As I’ve progressed through Atlas Sound’s discography, there is a very clear trend; atmospheres become less of a focal point, the vocals are higher in the mix, and the lyrics are more coherent. The album art follows suit—Let The Blind featured a picture he liked, Logos had a picture of his Marfan Syndrome affected torso with his face blurred out with a flash.
Parallax, on the other hand, features a close up picture of his face and a microphone. It’s a trend that suggests that maybe Bradford Cox is getting comfortable with himself, if only in the capacity of a singer and songwriter.
As accessible as Logos is, Parallax makes it look pure left field. The ambience and tape-loops that washed over the previous two records is still here, but they’re pushed aside by a traditional guitar-bass-drums setup and Bradford Cox’s voice, which has a power behind it that makes it sound like he’s renting another person’s set of lungs.
Furthermore, his adventures through pop-classicism have made their way to his lyrical delivery, and the result is a Bradford Cox who croons as much as he whispers (see “Angel Is Broken” for Cox’s emulation of Elvis).

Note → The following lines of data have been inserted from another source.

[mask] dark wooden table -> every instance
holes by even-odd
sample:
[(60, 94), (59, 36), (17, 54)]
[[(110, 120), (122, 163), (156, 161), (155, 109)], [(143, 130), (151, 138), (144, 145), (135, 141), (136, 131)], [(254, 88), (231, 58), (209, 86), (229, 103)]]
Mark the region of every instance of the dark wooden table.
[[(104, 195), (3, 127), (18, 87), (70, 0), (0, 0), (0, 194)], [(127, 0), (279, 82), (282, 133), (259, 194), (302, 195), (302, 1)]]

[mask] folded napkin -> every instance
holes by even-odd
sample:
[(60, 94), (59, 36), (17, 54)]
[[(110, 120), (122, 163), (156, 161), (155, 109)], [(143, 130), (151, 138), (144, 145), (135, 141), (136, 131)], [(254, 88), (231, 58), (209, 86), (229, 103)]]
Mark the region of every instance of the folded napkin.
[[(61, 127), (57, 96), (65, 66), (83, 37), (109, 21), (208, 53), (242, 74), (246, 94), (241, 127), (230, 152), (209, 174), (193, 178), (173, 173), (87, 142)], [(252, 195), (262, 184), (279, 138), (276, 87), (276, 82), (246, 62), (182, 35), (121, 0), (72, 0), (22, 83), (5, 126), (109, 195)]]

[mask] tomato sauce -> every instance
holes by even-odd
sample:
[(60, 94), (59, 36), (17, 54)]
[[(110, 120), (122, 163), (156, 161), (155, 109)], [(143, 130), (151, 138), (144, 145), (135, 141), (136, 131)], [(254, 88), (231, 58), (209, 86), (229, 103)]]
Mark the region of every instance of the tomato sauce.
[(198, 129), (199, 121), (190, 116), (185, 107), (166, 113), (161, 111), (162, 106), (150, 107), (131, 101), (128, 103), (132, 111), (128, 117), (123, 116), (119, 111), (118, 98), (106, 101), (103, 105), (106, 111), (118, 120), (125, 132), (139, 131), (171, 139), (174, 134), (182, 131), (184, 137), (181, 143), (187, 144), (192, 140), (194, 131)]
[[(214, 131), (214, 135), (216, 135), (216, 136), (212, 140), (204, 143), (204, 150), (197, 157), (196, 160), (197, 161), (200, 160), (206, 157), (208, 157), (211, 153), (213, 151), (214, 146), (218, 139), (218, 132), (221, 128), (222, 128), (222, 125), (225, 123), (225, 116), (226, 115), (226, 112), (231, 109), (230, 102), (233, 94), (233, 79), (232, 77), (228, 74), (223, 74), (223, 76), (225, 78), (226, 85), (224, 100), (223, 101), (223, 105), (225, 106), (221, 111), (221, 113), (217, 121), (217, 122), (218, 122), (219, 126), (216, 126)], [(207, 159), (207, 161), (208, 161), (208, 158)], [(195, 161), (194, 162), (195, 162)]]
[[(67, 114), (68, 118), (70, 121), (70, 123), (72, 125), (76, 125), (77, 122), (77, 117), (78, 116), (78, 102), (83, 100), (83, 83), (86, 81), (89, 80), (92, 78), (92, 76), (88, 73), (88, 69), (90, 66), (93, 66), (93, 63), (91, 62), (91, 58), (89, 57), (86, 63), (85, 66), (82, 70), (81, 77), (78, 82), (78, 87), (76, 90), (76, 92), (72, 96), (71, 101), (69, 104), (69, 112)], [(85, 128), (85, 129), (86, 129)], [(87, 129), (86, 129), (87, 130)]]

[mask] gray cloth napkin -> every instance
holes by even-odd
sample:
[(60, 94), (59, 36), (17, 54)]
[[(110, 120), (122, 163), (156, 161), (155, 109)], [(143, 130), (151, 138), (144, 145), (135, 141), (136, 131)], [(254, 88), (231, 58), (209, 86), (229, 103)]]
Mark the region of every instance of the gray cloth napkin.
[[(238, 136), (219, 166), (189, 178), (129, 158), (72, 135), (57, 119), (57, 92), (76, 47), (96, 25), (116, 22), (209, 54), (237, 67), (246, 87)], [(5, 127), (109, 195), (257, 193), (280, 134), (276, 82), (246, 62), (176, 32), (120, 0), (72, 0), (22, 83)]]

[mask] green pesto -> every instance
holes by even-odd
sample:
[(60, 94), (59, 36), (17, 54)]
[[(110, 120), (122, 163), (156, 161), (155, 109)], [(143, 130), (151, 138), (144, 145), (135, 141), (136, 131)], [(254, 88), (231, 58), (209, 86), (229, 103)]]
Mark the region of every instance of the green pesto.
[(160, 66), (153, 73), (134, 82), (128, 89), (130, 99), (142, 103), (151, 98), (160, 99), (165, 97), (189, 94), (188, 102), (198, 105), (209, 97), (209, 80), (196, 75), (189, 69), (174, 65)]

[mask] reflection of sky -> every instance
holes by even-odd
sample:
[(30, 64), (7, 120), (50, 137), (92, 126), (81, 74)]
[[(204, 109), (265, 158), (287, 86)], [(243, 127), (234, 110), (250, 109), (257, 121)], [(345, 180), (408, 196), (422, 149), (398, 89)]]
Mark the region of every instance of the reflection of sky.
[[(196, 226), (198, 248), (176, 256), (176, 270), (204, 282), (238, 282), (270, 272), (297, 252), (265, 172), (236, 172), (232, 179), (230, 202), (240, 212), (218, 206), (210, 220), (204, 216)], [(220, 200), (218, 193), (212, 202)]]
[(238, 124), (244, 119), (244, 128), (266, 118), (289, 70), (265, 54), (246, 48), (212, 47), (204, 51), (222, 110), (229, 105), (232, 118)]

Lyrically, Cox is focusing less on uber-personal themes of his time in hospitals or coming to grips with his body, and his happiness is less fatalist and more…well, happy. There are some real love songs here (“Te Amo”), untainted by the pessimism that rooted around in Logos. Also, he touches on more universal themes for the first time (coherently, anyway) like spirituality and the perfection-striving of artists. It’s a natural change considering, how much more comfortable he seems here being heard as opposed to the mumbled vocalizations that filled Let The Blind.
The thing that has struck me the most about this album is how…normal it can sound. Slapback echoed voice and occasional ethnic instruments aside, some of these songs (see: “Mona Lisa,” the lead single) wouldn’t sound too out of place on a radio station devoted to the pop songs of yesteryear. After flirtations with AM rock on Microcastle and Halcyon Digest with Deerhunter, Parallax finally sees that fascination reach its apex.
But even with the loss of the shoegaze and krautrock flavors (oh, how I love walls of noise…), there’s still plenty of studio noodling and sound-crafting to offer an engaging listen.